Tudo isso terá efeitos na atividade econômica como um todo, ressaltou Mercês. O aperto nos orçamentos domésticos tenderá, no cenário atual, a resultar em moderação no consumo das famílias, mitigando, inclusive, os efeitos positivos da elevação dos pagamentos via transferência de renda.
Diante desse quadro, Mercês considera natural que a questão do endividamento excessivo estivesse na ordem do dia desde as eleições presidenciais do ano passado. Segundo o economista, um programa de refinanciamento de dívidas, como o que está sendo debatido pela equipe do ministro da Fazenda, Fernando Haddad, é fundamental para enfrentar emergencialmente o problema.
Além disso, Mercês considera o programa de renegociação de dívidas seria uma “oportunidade” de a política pública focar nos consumidores cuja capacidade de consumo é mais prejudicada pela situação.
Outras medidas com efeitos positivos sobre a renda do consumidor, como uma elevação maior do valor do salário mínimo ou um reajuste na tabela de alíquotas do Imposto de Renda da Pessoa Física (IRPF), “não necessariamente” atacariam o problema do endividamento excessivo. Ao mesmo tempo, poderiam pressionar a demanda e, portanto, a inflação, o que poderia levar a novas rodadas de aumento de juros, ampliando ainda mais o problema do endividamento.

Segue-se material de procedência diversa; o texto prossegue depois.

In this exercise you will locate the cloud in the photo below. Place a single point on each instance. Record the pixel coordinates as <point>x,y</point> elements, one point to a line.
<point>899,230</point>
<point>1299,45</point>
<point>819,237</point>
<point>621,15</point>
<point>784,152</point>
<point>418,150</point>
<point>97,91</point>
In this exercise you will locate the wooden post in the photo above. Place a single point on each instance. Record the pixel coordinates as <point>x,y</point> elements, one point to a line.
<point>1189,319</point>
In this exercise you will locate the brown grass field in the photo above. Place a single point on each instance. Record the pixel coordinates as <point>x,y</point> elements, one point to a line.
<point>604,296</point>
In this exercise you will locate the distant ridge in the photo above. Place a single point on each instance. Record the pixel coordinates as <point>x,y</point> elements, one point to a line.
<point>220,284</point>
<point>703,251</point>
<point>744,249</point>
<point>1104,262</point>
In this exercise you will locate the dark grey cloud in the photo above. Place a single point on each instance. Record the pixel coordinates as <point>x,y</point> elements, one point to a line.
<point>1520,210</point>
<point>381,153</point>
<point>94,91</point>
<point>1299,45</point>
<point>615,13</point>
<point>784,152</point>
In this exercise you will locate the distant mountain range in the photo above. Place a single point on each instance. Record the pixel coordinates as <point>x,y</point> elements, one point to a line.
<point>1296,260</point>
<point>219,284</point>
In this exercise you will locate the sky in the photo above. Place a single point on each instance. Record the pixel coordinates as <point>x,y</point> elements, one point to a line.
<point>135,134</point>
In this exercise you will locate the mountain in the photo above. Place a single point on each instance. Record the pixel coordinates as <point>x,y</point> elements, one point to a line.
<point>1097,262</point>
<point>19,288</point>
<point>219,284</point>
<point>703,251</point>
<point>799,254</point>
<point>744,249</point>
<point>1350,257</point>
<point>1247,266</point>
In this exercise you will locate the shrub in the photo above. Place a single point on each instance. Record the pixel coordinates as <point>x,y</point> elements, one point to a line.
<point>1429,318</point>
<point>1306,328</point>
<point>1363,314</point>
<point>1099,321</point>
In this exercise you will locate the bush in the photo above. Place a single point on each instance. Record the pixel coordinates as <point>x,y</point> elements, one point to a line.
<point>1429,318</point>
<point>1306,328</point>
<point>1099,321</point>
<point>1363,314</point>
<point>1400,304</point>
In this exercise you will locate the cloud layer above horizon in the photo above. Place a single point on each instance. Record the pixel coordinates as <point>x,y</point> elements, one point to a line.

Em parte por isso, o programa de renegociação é um tipo de medida emergencial. O foco principal de um programa deveriam ser as pessoas com inadimplência mais prolongada e aquelas com renda mais baixa, justamente o perfil de consumidor mais endividado, conforme os dados da Peic.
“Uma solução estrutural vai demandar, sim, uma descida da taxa de juros. Aí, entra a discussão econômica e a importância da sinalização fiscal, que está sendo aguardada. Qual vai ser o comportamento fiscal? Será determinante para a dinâmica de inflação e juros”, afirmou Mercês.